The Financial Conduct Authority has watered down plans to reform the way firms are levied to fund the Money Advice Service resulting in higher adviser levies than expected.
In January, the FSA consulted on allocating MAS “money advice” costs based on its data of how consumers use the service. The regulator initially suggested this could mean the total cost for firms in the A13 fee block, which covers most advisers, would fall a massive 93 per cent from £4.6m to £300,000.
Mortgage lenders strongly opposed the plans, which would have seen their MAS costs soar from £1.1m to £15.5m.

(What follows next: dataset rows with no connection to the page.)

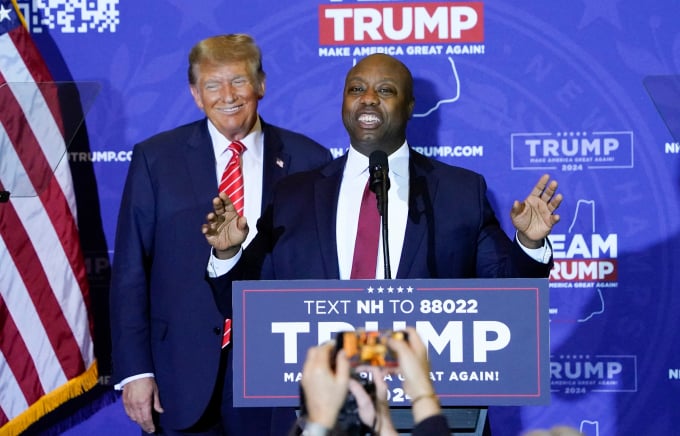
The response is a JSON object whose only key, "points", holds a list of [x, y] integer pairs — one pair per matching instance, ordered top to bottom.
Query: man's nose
{"points": [[228, 93], [370, 97]]}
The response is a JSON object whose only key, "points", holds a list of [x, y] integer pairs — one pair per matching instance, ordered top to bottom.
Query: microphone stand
{"points": [[380, 183], [382, 201]]}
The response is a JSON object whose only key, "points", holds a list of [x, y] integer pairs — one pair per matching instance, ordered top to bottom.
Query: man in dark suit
{"points": [[441, 224], [166, 329]]}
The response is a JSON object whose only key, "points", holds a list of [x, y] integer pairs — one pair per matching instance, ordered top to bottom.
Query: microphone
{"points": [[378, 169], [379, 183]]}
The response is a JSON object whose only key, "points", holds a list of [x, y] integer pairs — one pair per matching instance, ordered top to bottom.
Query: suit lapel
{"points": [[199, 155], [275, 161], [422, 190], [326, 192]]}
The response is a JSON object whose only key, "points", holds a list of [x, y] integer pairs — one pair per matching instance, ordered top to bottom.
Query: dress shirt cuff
{"points": [[540, 254], [219, 267], [119, 386]]}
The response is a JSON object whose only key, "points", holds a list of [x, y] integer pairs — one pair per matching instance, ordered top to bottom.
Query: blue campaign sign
{"points": [[487, 339]]}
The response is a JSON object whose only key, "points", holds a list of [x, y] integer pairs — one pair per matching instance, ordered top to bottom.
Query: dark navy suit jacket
{"points": [[451, 230], [163, 316]]}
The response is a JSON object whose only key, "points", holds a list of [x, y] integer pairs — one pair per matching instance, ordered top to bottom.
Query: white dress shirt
{"points": [[252, 167], [354, 180]]}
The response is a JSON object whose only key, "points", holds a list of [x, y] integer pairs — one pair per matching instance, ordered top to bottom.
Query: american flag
{"points": [[46, 349]]}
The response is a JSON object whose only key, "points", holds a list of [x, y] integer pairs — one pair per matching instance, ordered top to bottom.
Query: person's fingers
{"points": [[538, 189]]}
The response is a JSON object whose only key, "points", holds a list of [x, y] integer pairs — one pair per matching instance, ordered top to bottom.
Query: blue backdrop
{"points": [[588, 91]]}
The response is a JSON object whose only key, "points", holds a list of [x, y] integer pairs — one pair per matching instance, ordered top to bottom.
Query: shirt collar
{"points": [[253, 141], [357, 163]]}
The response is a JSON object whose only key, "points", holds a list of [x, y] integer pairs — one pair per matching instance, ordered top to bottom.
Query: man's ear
{"points": [[262, 87], [196, 95]]}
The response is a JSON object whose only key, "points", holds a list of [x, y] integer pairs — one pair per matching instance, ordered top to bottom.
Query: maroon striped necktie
{"points": [[232, 178], [232, 185], [368, 234]]}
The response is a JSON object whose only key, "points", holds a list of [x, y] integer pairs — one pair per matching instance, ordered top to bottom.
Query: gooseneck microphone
{"points": [[378, 169]]}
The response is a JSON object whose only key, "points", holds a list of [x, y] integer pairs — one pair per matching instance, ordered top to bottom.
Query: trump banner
{"points": [[487, 339]]}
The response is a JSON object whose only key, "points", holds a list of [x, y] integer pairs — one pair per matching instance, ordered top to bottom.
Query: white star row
{"points": [[390, 290]]}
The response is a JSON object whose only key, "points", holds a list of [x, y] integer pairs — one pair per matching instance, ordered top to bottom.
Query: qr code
{"points": [[73, 16]]}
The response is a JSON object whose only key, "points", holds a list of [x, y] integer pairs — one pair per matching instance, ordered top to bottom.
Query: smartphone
{"points": [[369, 347]]}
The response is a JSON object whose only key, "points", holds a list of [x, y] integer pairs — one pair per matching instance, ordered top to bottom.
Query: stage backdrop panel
{"points": [[581, 90]]}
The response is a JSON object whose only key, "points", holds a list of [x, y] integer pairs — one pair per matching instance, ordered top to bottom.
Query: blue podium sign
{"points": [[487, 339]]}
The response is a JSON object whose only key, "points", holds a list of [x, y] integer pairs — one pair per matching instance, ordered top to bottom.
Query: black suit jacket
{"points": [[451, 230], [163, 317]]}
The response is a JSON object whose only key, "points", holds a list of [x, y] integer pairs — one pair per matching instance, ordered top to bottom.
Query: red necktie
{"points": [[232, 178], [232, 185], [368, 234]]}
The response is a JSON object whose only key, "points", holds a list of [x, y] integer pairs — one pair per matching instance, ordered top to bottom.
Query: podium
{"points": [[487, 339]]}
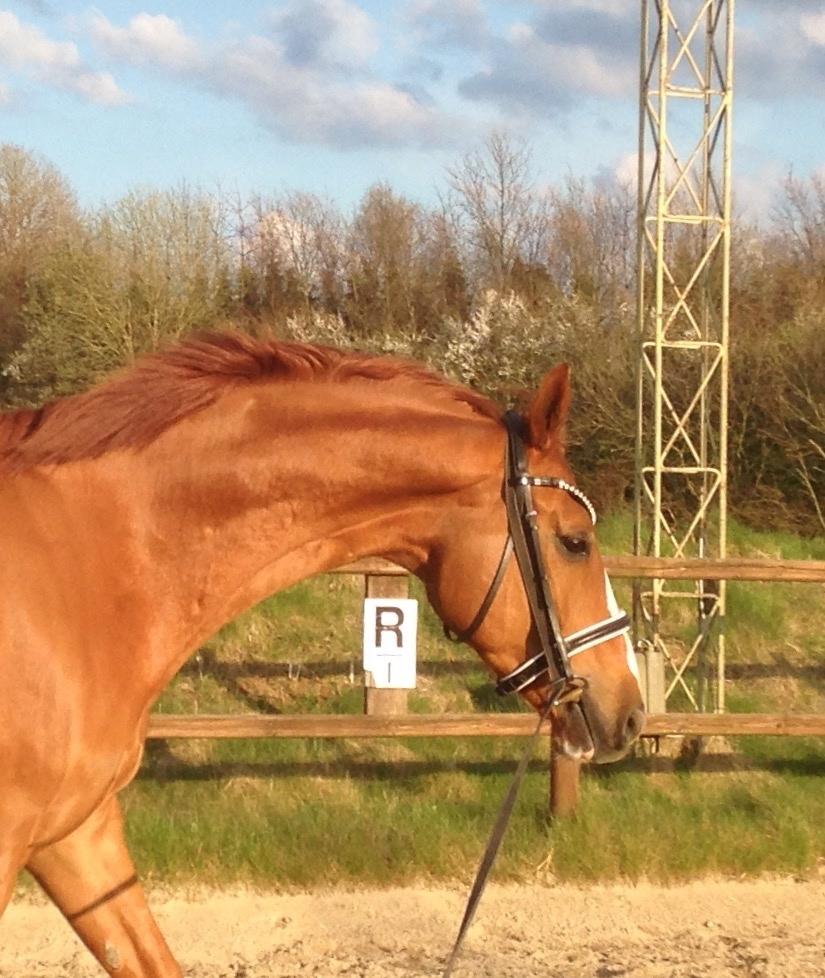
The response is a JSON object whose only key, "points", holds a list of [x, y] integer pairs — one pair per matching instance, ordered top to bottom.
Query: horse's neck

In the FCA’s consultation on 2013/14 regulatory fees and levies, published this week, the regulator says the change to allocation costs was being introduced too quickly.

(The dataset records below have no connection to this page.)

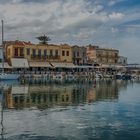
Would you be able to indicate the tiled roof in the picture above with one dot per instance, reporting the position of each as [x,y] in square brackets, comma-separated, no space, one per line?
[17,42]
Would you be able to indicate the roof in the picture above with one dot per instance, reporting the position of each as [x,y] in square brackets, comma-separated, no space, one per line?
[39,64]
[19,63]
[17,42]
[62,65]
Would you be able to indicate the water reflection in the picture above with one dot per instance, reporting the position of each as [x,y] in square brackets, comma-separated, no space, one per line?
[105,110]
[46,96]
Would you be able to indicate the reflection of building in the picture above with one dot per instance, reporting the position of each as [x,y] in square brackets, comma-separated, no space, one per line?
[44,96]
[102,55]
[79,55]
[39,55]
[107,90]
[122,60]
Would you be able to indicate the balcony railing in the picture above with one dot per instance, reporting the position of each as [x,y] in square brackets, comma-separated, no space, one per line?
[44,57]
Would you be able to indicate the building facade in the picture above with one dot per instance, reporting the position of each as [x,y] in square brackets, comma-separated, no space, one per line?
[50,53]
[102,55]
[79,55]
[122,60]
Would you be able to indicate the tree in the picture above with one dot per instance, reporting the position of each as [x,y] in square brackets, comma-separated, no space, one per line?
[43,39]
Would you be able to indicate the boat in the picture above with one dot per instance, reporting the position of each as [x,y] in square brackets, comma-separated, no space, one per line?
[4,75]
[8,76]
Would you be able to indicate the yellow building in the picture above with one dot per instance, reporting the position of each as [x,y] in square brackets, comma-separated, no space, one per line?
[51,52]
[38,55]
[102,55]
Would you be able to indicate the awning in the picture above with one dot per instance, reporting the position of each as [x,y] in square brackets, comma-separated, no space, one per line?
[39,64]
[19,63]
[6,65]
[62,65]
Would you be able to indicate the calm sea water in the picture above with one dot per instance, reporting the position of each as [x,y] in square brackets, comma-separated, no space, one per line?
[109,110]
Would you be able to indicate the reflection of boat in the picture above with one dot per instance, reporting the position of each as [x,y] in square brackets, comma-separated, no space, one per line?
[5,76]
[58,77]
[120,76]
[70,78]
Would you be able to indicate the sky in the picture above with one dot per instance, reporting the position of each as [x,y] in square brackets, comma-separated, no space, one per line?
[106,23]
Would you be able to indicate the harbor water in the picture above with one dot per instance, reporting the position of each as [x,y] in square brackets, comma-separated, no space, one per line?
[105,110]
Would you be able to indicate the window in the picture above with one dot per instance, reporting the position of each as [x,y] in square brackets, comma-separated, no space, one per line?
[21,52]
[39,52]
[67,53]
[34,52]
[56,52]
[83,54]
[8,52]
[45,52]
[63,53]
[16,51]
[77,53]
[28,51]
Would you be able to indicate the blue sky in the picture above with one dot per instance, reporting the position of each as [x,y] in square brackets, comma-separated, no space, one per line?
[107,23]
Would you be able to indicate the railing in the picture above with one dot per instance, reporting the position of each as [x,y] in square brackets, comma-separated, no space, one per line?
[44,57]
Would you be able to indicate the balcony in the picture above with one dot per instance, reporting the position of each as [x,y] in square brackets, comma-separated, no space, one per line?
[44,57]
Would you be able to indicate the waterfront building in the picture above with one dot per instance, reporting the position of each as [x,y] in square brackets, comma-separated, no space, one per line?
[79,55]
[98,55]
[39,55]
[122,60]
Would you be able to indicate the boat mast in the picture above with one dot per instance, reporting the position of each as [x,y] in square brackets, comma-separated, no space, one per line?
[2,47]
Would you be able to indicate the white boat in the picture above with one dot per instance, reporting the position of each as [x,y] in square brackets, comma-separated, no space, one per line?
[8,76]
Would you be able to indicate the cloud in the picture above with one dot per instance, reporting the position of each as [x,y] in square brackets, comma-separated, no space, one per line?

The MAS has proposed a revised cost allocation basis for 2013/14 which will use a mix of the consumer usage method and the current allocation method to fee blocks, split 25:75.
Under the revised method, advisers in the A13 fee block will see their fees go from £4.6m to £2.7m, a fall of 42 per cent.
Investment Quorum chief executive Lee Robertson says: “I personally never believed we would see a 93 per cent fall in MAS costs. Regulatory costs never seem to work that way.”
Separately, the FCA has confirmed the budget for the Financial Ombudsman Service at £283.6m, up 93 per cent from £147.2m for 2012/13.